Wenn in der Liquiditätsanalyse die Option "FW anzeigen" aktiviert ist, dann wird das Kennzeichen um den Fremdwährungscode erweitert, wobei der Code zuerst angedruckt wird (USD20 steht also für "nicht gelieferte Kundenaufträge" (2) "nach durchschnittlichen Zahlungskonditionen (0) in Fremdwährung US-Dollar).
- Hinweis
Wenn keine Lizenz für die Liquiditätsanalyse vorhanden ist oder der Benutzer ein Demobenutzer ist, werden in der Liquiditätsanalyse nur die aktuelle KW und die kumulierten Werte der Vorperioden (aktuelle KW -1) angezeigt, unabhängig davon, wie viele Wochen eingestellt wurden.
Dieser Button kann nur dann angeklickt bzw. mit der Tastenkombination ALT + X aufgerufen werden, wenn die Auswertung bereits als Tabelle vorliegt. Damit kann die Tabelle als XLS-Datei (Excel-Format) in jedem beliebigen Verzeichnis, auf das Zugriff besteht, abgespeichert und in weiterer Folge weiterbearbeitet werden.

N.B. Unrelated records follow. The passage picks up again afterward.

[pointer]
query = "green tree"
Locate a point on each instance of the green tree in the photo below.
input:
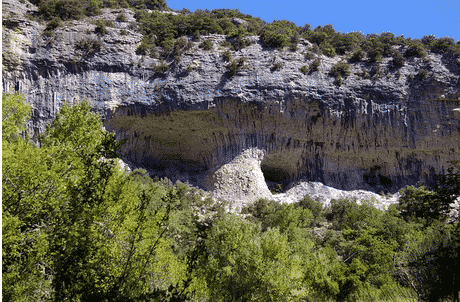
(244, 265)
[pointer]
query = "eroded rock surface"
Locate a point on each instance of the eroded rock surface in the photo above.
(380, 132)
(241, 181)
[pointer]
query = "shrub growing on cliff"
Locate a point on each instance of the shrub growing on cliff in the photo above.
(327, 49)
(315, 64)
(422, 74)
(445, 45)
(160, 68)
(101, 26)
(88, 45)
(375, 55)
(227, 55)
(415, 49)
(278, 33)
(357, 56)
(206, 45)
(308, 55)
(340, 69)
(240, 43)
(304, 69)
(121, 17)
(277, 66)
(295, 39)
(235, 66)
(398, 59)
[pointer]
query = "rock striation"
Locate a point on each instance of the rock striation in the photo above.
(378, 133)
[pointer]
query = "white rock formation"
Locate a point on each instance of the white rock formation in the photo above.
(241, 181)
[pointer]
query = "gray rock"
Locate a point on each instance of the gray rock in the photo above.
(116, 80)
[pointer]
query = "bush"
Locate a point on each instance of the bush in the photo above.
(239, 32)
(53, 24)
(428, 40)
(315, 64)
(226, 44)
(347, 42)
(376, 70)
(422, 74)
(121, 17)
(226, 25)
(375, 55)
(327, 49)
(340, 69)
(295, 39)
(444, 45)
(88, 45)
(278, 34)
(168, 47)
(398, 59)
(235, 66)
(338, 80)
(143, 48)
(62, 9)
(160, 68)
(415, 49)
(101, 26)
(277, 66)
(304, 69)
(241, 43)
(308, 55)
(357, 56)
(206, 45)
(227, 55)
(315, 207)
(315, 49)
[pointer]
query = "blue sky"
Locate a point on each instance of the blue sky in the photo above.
(404, 17)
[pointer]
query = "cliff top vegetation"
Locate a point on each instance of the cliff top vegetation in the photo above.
(160, 29)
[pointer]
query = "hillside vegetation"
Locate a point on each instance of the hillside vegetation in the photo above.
(76, 228)
(165, 31)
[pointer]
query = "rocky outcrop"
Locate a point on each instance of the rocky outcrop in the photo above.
(241, 181)
(380, 132)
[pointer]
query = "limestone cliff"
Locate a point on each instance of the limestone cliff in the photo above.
(378, 132)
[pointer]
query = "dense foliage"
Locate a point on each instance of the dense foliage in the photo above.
(76, 227)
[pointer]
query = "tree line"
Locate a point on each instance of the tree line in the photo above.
(77, 228)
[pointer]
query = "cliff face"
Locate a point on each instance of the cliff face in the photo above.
(376, 133)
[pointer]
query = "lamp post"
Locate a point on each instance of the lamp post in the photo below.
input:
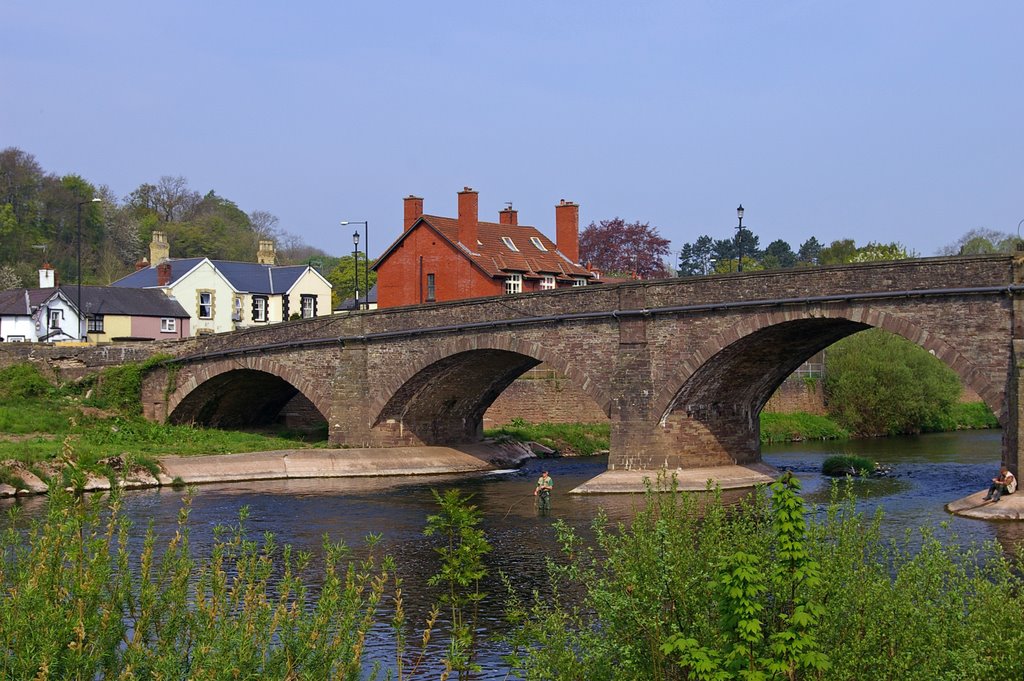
(739, 239)
(355, 259)
(78, 301)
(366, 247)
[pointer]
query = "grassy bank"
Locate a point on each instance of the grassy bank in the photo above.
(45, 426)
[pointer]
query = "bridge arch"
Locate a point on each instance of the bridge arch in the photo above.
(240, 391)
(761, 350)
(441, 396)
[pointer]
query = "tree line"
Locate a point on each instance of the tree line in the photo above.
(636, 250)
(41, 212)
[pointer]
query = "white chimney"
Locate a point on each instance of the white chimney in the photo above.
(46, 277)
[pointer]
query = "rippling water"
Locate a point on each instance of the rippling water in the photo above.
(927, 472)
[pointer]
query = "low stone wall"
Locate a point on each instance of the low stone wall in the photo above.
(70, 363)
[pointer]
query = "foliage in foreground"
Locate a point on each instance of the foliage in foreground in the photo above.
(754, 593)
(80, 598)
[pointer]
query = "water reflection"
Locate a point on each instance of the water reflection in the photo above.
(927, 472)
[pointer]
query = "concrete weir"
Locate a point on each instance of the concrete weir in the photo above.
(290, 464)
(688, 479)
(1010, 507)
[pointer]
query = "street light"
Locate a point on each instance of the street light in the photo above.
(366, 247)
(355, 258)
(739, 239)
(78, 301)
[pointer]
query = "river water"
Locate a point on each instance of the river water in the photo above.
(926, 472)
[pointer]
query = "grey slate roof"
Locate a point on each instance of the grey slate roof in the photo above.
(134, 302)
(245, 277)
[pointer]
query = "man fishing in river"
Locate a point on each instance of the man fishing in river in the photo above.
(543, 491)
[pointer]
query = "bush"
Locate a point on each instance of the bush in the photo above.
(847, 465)
(881, 384)
(23, 381)
(799, 426)
(754, 592)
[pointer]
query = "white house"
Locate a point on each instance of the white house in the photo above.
(222, 295)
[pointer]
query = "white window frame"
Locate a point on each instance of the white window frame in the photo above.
(260, 308)
(513, 284)
(308, 304)
(208, 296)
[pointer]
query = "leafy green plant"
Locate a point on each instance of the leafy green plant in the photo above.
(461, 571)
(847, 464)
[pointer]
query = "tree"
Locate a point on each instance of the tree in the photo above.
(881, 384)
(778, 254)
(981, 241)
(810, 252)
(622, 249)
(696, 258)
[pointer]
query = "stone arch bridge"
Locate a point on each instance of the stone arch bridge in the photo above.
(681, 367)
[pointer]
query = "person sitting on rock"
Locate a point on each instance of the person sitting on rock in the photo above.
(1005, 483)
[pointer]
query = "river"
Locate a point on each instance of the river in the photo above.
(926, 472)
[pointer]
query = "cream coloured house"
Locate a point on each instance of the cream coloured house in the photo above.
(222, 295)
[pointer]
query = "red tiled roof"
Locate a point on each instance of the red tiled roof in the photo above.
(496, 258)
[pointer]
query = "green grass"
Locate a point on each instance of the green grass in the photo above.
(799, 426)
(566, 438)
(43, 423)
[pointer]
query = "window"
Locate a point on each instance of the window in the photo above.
(206, 304)
(259, 308)
(513, 284)
(308, 306)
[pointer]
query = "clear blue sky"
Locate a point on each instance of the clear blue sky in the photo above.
(863, 119)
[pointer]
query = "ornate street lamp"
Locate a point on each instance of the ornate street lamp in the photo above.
(366, 247)
(78, 301)
(739, 239)
(355, 258)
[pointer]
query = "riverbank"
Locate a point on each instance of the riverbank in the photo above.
(286, 464)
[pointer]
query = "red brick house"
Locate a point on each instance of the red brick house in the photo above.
(442, 258)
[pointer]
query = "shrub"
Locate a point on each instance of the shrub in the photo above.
(847, 465)
(23, 381)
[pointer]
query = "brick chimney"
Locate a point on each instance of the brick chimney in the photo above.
(468, 217)
(509, 215)
(567, 229)
(160, 250)
(164, 273)
(266, 255)
(414, 209)
(46, 279)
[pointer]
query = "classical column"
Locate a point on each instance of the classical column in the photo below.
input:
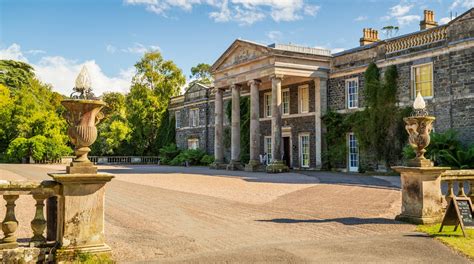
(218, 129)
(254, 161)
(235, 130)
(277, 164)
(320, 88)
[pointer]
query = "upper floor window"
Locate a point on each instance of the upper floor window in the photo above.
(194, 117)
(422, 79)
(285, 98)
(177, 118)
(352, 92)
(193, 143)
(267, 104)
(303, 94)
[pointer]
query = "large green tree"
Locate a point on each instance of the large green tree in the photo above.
(156, 81)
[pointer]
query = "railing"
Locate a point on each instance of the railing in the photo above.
(124, 159)
(460, 183)
(418, 39)
(40, 191)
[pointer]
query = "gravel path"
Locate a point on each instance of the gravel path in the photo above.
(196, 215)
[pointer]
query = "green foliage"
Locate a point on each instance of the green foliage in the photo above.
(244, 128)
(168, 153)
(17, 150)
(202, 73)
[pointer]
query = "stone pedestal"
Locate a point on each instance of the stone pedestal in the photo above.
(80, 216)
(421, 194)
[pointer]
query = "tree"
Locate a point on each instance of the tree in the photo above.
(202, 73)
(156, 81)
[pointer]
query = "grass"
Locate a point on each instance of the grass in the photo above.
(455, 240)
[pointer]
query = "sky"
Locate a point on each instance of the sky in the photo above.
(57, 37)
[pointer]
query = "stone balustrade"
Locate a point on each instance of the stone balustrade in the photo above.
(40, 191)
(415, 40)
(460, 183)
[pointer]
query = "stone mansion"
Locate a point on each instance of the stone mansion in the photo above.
(292, 87)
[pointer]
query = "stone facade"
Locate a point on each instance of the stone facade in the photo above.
(448, 48)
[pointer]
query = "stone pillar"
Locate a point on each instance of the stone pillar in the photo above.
(80, 215)
(235, 130)
(277, 164)
(254, 161)
(421, 194)
(320, 91)
(218, 129)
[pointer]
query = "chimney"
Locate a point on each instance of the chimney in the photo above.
(428, 21)
(370, 36)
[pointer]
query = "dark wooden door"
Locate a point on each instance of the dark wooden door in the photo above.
(286, 151)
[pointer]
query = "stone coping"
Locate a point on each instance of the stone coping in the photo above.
(82, 178)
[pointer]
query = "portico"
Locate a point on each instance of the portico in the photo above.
(248, 66)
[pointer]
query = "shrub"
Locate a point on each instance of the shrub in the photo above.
(168, 153)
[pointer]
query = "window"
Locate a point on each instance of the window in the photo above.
(193, 143)
(422, 78)
(303, 94)
(285, 98)
(304, 150)
(268, 148)
(267, 104)
(352, 92)
(194, 117)
(353, 153)
(177, 118)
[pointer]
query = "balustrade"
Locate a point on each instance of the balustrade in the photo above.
(11, 191)
(461, 180)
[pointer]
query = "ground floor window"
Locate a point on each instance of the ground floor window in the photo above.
(353, 152)
(193, 143)
(268, 148)
(304, 150)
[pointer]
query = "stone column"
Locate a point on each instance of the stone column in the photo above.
(421, 194)
(218, 129)
(235, 130)
(320, 90)
(254, 161)
(277, 164)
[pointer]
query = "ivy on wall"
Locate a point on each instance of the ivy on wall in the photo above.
(379, 128)
(244, 128)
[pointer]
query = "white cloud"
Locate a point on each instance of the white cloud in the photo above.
(444, 20)
(244, 12)
(462, 4)
(400, 14)
(61, 72)
(274, 35)
(361, 18)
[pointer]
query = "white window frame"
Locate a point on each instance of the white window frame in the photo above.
(301, 104)
(177, 119)
(267, 106)
(351, 154)
(300, 150)
(267, 146)
(283, 91)
(413, 80)
(193, 143)
(352, 104)
(194, 117)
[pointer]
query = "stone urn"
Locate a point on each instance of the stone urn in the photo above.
(82, 117)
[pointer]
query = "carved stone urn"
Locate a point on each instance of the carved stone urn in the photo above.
(419, 127)
(82, 115)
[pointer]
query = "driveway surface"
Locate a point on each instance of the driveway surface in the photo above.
(195, 215)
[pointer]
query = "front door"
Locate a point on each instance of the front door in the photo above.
(286, 151)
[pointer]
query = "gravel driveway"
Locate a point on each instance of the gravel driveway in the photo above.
(195, 215)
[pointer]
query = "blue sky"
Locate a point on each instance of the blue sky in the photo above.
(109, 36)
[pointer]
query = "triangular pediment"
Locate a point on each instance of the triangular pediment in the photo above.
(240, 51)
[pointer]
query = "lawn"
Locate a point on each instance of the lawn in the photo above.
(453, 239)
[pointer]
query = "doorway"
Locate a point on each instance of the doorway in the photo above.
(287, 151)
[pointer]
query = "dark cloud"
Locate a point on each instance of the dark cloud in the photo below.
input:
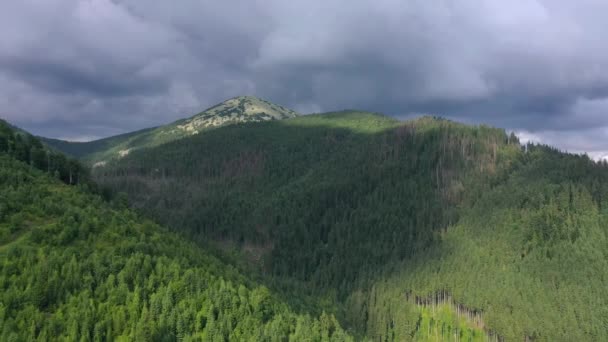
(90, 68)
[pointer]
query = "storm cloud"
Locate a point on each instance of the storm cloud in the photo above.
(82, 69)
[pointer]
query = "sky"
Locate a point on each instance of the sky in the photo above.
(86, 69)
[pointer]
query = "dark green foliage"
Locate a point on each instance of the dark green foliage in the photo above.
(28, 149)
(359, 208)
(73, 268)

Dieser Button kann nur dann angeklickt bzw. mit der Tastenkombination ALT + I aufgerufen werden, wenn die Auswertung bereits als Tabelle vorliegt. Damit wird die Datei LA.XLS geöffnet, die eine Berechnung der Liquiditätsanalyse inkl. Grafik beinhaltet. Als Basis für die Berechnung wird die Datei LA2.XLS verwendet, die ebenfalls durch Anklicken des Buttons erstellt bzw. überschrieben wird.
Sollte mit dieser Berechnung kein Auslangen gefunden werden, kann die Datei individuell adaptiert werden.